In Virginia, city leaders in Alexandria are back in court once again to consider various parts of its controversial waterfront plan.

Alexandria City Attorney James Banks will be back in Richmond today, arguing yet another case before the Virginia Supreme Court. Today's oral arguments come just days after the state supreme court ruled in a separate caseā€”one brought by opponents of the controversial waterfront plan, which allows for increased density at three sites slated for redevelopment.

The court ruled that the case was moot, but attorney Roy Shannon says it was a victory for his clients.

"The reason it's moot is because the city had to do it over again the right way, and it should have been passed with a supermajority vote and the city disregarded that," he says.

Shannon's clients say the city was wrong to reject their protest of a decision from the planning director. They say their protest should have stopped the vote on the waterfront plan and required a supermajority to pass. City leaders say they couldn't have stopped the vote because the city was not open for business during a public hearing.

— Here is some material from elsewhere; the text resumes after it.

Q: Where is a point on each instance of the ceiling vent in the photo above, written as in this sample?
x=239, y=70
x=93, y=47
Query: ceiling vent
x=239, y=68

"The city is not going to change its current business practice, which is when you file you have to file when the city's offices are open for business," says Deputy City Attorney Chris Spera.

Now city officials are back before the justices once again, this time in a case involving Wales Alley. At the heart of the case is the Old Dominion Boat Club's claim that they have a private right to use the alley, a right that dates back to documents from the 1700s.

"Back in 1789, what the parties did to avoid somebody trying to block their access was reserve these private rights," explains Spera.

But things have changed, city officials maintain. Since 1972, the city has treated the alley as a public street clearing snow, filling potholes and issuing parking tickets.

"In 1789, to the surprise of no one, we didn't have the contemporary subdivision ordinances we have now," says Spera.

The dispute over Wales Alley is part of a larger dispute between the Boat Club and the city, one that has members of the Alexandria City Council considering the use of eminent domain.